I'm staggered to find that I have been listening to LUCIFER'S SHADOW for nearly a month. You might remember
my post in late June where I talked about the fact that the narrator was using an Italian accent which I was having problems coming to terms with. I am happy to report that things got better and that I enjoyed this book immensely. Not surprising that it has taken so long to listen to - it is nearly 18 hours, and I get less than 45 minutes listening time every day!
Book Details:Paperback: 384 pages, Publisher: Delta (July 26, 2005), ISBN-10: 0385338058, ISBN-13: 978-0385338059
When she died 10 years ago, promising violinist Susanna Gianni was buried on Venice's San Michele with her violin. After 10 years bodies on San Michele are disinterred and disposed of. Small time crook Rizzo has been employed by the Englishman Hugo Massiter to claim the corpse.. Well, he doesn't want the corpse really, just the Guarneri violin. And that's the hook that gets the reader/listener in straight away. Who is this Massiter? How did Susanna Gianni die? Why does he want the violin?
At the same time young English academic Daniel Forster arrives in Venice to do some work for Scacchi, an ailing art collector, the last of the house of Scacchi, a printing house in Venice with a long history.
Jump back now to the Venice of 1733. Vivaldi is conducting a concert in La Pieta. Canaletto is painting the life of Venice. Lorenzo Scacchi, nephew of the printer, has fallen in love with a beautiful violinist, Rebecca Levi, a Jewess whom he smuggles out of the ghetto so she can play in Vivaldi's annual concert.
I strongly believe that the reader needs to go on their own journey of discovery, to experience the book for himself, to be surprised where the author reveals something new.
So I'm not going to recount more of the story, except to tell you that there is a clever interweaving of parallel threads from the two time periods, even parallel characters. An annual concert, a piece of music, a beautiful young violinist, an evil Englishman, a law enforcement officer who is prevented from revealing the truth, are just some of the mirror images to look out for.
This was a book that grew on me, to the point that, as I could feel the end was coming, I felt quite regretful. The narrator Christopher Kay, after I had got attuned to the Italian accent, did an excellent job, and his voice gave me plenty of clues about which character was speaking.
My rating: 4.8
You might be interested in the following:The sixth Nic Costa novel, THE GARDEN OF EVIL, was voted the best mystery of 2008 by the American Library Association and was recently shortlisted for the Theakston Old Peculier Crime Novel of the Year.
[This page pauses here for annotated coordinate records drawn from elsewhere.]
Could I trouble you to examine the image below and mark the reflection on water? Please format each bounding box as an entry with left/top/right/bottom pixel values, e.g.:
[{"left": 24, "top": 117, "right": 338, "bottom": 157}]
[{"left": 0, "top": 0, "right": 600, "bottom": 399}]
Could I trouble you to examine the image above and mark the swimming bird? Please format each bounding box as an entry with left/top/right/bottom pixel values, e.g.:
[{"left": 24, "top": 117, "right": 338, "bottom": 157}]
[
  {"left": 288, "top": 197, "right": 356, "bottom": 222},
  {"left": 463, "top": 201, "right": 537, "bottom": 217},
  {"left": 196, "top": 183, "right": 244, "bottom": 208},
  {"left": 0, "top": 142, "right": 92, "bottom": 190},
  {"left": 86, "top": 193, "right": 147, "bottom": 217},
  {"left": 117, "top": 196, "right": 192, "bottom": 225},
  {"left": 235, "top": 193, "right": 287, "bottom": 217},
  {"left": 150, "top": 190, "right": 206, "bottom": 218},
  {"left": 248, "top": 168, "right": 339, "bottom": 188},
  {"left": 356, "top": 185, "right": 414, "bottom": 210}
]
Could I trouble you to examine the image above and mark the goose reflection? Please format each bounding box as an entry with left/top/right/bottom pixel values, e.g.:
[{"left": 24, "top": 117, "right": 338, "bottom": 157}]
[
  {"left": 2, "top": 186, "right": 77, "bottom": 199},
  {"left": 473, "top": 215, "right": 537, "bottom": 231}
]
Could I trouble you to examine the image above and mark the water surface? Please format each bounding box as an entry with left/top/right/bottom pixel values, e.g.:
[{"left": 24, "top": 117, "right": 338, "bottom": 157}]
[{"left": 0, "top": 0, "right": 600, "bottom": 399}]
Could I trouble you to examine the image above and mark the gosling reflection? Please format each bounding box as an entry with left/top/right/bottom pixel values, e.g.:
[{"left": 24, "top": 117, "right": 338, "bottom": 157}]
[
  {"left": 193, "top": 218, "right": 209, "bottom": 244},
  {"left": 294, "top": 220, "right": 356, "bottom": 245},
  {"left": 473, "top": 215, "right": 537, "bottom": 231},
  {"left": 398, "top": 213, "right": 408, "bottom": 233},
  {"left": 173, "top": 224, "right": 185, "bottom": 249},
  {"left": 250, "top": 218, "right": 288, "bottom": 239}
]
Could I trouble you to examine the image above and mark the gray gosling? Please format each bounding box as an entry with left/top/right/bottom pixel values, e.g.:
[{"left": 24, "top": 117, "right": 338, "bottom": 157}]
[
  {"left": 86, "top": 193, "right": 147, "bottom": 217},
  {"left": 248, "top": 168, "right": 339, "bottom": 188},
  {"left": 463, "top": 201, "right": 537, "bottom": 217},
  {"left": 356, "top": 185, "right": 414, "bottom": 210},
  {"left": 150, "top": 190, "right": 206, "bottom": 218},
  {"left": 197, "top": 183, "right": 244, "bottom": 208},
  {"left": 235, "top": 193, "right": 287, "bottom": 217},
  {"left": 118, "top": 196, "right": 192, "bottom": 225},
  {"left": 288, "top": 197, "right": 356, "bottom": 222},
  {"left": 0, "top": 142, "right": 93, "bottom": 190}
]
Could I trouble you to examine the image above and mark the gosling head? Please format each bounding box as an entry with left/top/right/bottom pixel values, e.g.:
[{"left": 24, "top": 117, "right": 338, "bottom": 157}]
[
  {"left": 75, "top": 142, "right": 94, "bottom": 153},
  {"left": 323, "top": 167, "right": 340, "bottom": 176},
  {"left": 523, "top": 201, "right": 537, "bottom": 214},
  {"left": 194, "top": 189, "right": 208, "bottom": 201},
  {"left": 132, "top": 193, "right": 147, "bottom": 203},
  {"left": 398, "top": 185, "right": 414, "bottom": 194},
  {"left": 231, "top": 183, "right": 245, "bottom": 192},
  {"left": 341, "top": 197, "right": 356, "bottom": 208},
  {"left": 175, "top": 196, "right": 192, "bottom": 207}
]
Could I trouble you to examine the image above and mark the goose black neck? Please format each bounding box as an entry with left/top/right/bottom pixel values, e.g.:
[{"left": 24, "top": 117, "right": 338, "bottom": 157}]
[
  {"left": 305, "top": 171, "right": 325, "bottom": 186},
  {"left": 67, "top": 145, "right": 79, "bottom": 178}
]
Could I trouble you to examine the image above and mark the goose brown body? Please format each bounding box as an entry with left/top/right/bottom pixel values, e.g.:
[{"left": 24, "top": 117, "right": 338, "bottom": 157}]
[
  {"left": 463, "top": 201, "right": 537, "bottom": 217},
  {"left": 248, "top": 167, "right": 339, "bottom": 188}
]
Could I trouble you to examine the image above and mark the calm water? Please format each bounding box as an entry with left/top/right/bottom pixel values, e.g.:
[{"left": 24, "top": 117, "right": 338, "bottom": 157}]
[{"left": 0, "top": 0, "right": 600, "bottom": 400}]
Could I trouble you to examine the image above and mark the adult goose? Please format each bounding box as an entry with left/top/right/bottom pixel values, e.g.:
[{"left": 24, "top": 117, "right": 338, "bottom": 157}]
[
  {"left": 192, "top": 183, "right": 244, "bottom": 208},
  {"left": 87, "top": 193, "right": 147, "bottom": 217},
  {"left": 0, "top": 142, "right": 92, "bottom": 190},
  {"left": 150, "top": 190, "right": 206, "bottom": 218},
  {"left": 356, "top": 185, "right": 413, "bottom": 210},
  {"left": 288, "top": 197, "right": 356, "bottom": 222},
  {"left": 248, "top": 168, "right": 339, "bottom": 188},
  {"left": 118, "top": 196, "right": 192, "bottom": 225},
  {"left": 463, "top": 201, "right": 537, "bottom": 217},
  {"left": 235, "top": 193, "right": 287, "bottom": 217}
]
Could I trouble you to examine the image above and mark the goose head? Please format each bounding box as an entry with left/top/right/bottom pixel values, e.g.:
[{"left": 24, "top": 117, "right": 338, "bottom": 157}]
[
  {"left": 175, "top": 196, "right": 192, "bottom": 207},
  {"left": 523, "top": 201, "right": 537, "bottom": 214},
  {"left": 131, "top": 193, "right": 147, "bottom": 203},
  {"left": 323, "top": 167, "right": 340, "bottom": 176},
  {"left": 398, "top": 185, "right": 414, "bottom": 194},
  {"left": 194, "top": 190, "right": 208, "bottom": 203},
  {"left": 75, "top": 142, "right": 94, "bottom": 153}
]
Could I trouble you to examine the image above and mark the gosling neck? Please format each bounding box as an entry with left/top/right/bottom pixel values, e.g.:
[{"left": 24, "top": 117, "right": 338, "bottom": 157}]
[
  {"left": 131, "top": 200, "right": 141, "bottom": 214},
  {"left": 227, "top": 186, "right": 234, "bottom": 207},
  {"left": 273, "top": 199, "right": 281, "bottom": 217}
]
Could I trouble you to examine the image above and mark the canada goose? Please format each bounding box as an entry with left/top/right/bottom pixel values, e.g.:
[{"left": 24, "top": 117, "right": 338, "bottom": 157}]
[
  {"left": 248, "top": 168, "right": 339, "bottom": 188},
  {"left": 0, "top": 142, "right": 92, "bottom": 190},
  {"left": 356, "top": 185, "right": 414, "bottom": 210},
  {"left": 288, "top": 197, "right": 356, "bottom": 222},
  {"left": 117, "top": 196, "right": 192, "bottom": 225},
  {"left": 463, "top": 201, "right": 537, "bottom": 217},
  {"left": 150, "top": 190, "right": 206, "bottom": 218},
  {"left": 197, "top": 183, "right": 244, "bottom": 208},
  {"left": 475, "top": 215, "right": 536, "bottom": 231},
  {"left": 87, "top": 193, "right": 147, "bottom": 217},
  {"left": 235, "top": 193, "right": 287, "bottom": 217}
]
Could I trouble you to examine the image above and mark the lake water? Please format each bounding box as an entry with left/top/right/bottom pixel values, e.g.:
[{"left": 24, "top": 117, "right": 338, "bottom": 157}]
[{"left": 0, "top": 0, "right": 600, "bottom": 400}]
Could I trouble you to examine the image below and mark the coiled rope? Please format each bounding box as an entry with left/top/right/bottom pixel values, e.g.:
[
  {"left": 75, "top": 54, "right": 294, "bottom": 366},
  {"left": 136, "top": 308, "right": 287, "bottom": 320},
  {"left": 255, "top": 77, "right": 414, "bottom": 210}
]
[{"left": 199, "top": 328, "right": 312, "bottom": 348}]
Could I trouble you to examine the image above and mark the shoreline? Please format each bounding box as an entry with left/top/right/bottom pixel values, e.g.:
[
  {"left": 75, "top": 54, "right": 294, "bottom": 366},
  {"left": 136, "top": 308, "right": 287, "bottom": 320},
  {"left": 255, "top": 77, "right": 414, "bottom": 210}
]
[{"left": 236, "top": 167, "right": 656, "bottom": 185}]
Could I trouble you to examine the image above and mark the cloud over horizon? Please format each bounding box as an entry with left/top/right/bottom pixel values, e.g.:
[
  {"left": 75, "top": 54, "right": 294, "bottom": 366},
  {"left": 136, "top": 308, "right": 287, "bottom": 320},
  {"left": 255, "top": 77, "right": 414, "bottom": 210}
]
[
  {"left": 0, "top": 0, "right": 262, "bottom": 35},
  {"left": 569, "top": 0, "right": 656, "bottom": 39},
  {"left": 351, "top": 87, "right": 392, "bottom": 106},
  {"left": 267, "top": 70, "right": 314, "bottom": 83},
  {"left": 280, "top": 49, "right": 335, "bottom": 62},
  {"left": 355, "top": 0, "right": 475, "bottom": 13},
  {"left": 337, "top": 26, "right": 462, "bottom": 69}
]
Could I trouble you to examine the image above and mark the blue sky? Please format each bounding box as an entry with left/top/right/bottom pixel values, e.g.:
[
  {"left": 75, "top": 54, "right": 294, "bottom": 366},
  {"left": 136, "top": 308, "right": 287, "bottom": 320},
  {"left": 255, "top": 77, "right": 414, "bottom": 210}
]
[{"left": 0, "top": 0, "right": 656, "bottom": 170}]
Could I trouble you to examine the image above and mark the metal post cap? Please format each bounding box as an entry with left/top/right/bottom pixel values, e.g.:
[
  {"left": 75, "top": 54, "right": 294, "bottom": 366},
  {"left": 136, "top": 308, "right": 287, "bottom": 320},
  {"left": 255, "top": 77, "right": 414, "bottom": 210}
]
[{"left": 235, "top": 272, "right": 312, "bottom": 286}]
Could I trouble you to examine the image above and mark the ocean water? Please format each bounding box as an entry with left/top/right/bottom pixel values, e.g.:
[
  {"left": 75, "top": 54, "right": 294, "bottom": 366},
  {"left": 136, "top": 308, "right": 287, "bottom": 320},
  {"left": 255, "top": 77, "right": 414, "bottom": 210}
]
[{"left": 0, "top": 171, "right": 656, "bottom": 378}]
My other mini-reviews of Hewson novelsTHE SACRED CUT, my rating 4.8
For the first time in two decades, Rome is paralysed by a blizzard. And a gruesome discovery is made in the Pantheon, one of the city's most ancient and revered architectural treasures. Covered by soft snow is the body of an American tourist - her back horribly mutilated.
A SEASON FOR THE DEAD, my rating 4.2
This is the first of the Nic Costa series. As with succeeding novels in the series, the book opens with a dramatic event. Sara Farnese looks up from a manuscript in the Reading Room of the Vatican Library to see a fellow professor approaching her with a bulging plastic bag. He appears to be distressed and is carrying a gun in his other hand. From the bag he tips the skin of her lover, and points the gun at Sara's head. Standing in the colonnades of St. Peter's Square, Rome cops Luca Rossi and his new partner Nic Costa hear of the shooting in the Reading Room on the police scanner. Strictly speaking the Vatican is not in their jurisdiction, but as Nic says, they are just around the corner…
THE LIZARD'S BITE, my rating 4.6
This is the 4th in the Nic Costa series. Detectives from Rome, Nic Costa, Gianni Peroni, and Leo Falcone, have been 'exiled' to Venice, famous for its glassblowing. A terrible fire occurs at the factory of a relatively recently arrived family of Murano glassblowers, the Arcangeli, when their furnace overheats and the furnace manager Uriel Arcangeli spontaneously combusts. Nic and Gianni had been coming to the end of their time in Venice and their return to Rome is postponed so they can prove beyond all doubt that Uriel's death is an accident. For me, Hewson has captured the atmosphere of Venice very well. The story hints at some of the issues currently worrying Venetians, and at the same time the characters of Costa, Peroni and Falcone are expanded so that we get to know them better.